The potential implications for resource allocation
In many countries, the allocation of financial resources among regions and/or among care providers is based on capitation formulae which try to reflect how the composition of populations served affect the need for health care services. For example, as older people tend to use more health care services, regions and providers serving populations with higher concentrations of the elderly are often given more financial resources per capita. This is done so that they will have enough resources to provide quality care and to eliminate any incentive to avoid caring for elderly persons.

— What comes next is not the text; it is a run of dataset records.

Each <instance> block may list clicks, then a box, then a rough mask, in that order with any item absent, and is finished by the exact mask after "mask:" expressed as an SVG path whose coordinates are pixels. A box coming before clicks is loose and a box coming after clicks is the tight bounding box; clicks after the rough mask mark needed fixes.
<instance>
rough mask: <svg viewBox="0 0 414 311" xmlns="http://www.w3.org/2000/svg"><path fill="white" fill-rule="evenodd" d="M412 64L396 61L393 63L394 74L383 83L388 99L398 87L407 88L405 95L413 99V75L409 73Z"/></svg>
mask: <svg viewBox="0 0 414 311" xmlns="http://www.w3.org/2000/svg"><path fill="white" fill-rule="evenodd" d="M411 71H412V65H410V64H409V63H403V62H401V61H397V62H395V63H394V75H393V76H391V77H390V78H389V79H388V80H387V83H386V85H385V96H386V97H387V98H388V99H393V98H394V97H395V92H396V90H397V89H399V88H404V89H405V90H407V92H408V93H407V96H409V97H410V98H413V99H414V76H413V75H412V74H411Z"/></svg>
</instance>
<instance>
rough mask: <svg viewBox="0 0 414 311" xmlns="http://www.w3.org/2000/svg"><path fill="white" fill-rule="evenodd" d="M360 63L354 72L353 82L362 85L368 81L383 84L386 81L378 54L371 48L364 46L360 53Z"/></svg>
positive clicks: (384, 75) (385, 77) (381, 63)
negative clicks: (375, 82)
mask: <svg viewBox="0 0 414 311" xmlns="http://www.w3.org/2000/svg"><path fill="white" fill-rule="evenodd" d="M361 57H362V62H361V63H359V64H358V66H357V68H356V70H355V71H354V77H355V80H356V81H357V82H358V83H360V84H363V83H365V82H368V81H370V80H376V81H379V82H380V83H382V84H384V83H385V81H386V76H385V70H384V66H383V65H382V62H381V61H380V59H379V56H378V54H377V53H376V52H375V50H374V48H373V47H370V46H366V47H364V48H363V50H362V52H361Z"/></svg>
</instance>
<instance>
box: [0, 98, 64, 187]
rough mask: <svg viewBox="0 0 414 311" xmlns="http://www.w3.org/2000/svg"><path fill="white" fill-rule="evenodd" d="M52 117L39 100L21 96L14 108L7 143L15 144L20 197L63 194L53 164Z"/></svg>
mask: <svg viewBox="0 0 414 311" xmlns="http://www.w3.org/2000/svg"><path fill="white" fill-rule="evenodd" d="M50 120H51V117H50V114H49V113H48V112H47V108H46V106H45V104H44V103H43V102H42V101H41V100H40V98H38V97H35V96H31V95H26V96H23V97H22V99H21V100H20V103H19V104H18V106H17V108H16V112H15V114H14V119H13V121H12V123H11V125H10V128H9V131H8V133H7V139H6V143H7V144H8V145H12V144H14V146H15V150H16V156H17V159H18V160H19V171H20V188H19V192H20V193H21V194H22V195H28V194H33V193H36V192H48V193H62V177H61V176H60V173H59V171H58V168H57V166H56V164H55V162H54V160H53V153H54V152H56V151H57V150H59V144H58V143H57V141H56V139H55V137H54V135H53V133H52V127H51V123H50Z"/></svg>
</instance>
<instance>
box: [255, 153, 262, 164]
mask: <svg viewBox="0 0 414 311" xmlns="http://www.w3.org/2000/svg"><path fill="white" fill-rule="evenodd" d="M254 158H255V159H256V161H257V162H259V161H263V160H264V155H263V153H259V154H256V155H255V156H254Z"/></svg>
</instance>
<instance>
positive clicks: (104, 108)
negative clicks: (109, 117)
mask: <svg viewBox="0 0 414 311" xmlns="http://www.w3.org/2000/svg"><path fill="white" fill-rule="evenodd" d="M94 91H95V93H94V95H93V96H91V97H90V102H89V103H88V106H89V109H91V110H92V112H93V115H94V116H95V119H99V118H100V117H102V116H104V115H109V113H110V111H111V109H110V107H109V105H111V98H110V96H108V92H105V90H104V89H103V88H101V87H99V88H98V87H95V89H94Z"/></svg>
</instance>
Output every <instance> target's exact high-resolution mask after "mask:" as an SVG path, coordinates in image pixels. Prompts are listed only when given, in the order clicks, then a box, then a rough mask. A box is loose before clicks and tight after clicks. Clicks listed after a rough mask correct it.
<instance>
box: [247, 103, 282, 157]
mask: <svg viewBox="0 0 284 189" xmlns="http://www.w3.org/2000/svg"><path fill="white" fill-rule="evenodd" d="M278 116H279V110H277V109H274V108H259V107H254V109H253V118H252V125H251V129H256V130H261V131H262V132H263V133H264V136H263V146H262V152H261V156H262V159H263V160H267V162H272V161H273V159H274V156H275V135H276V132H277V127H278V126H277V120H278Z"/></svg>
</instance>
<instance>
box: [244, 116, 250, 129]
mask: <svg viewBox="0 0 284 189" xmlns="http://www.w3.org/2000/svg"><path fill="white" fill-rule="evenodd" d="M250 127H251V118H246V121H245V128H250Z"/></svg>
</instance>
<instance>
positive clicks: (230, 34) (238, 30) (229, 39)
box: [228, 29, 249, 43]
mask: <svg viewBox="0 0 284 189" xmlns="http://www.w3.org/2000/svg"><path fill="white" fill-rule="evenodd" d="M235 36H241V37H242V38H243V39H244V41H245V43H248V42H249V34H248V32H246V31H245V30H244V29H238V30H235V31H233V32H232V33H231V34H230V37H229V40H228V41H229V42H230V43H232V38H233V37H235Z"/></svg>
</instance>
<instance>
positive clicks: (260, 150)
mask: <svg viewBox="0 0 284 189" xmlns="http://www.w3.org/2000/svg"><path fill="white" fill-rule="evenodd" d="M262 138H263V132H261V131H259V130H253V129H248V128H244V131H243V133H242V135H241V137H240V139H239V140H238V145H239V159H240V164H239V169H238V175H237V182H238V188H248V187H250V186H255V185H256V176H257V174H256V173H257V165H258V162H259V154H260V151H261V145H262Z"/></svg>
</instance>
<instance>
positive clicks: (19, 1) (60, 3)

In Israel, for example, when Israel distributes the National Health Insurance monies among health plans, it uses a capitation formula which includes mainly age, gender and other minor affecting parameters. In developing that formula, the government examines how age and gender are related to resource use for the key types of care consumed – hospital care, community services, and medications. As its measure of community service use, the government currently uses the number of physician visits. However, if visit duration varies significantly by age or gender, then the number of physician visits would not be a good indicator of resource use, and AADT would be a more appropriate measure to use. If visit duration does not vary significantly by age or gender then it would make sense to continue to base the capitation formula on the number of visits, as it is easier for the government to collect survey data on the number of visits than on the AADT. When the health plans distribute funds among their regions they also take into account various demographic characteristics (including location) and their relationship to service use. They too face a decision of whether to use the number of visits or AADT in resource allocation decisions, and hence they too have interest in knowing whether visit duration varies by demographic characteristics, as well as by location.
We conducted a cross-sectional study based on the electronic medical records of the largest Health Maintenance Organization (HMO) in Israel to investigate the characteristics of the concept of Accumulated Annual Duration of Time (AADT) that the PCP spends with a patient. This is an important first step towards using AADT in resource planning and allocation, and perhaps even determining the optimum level of AADT.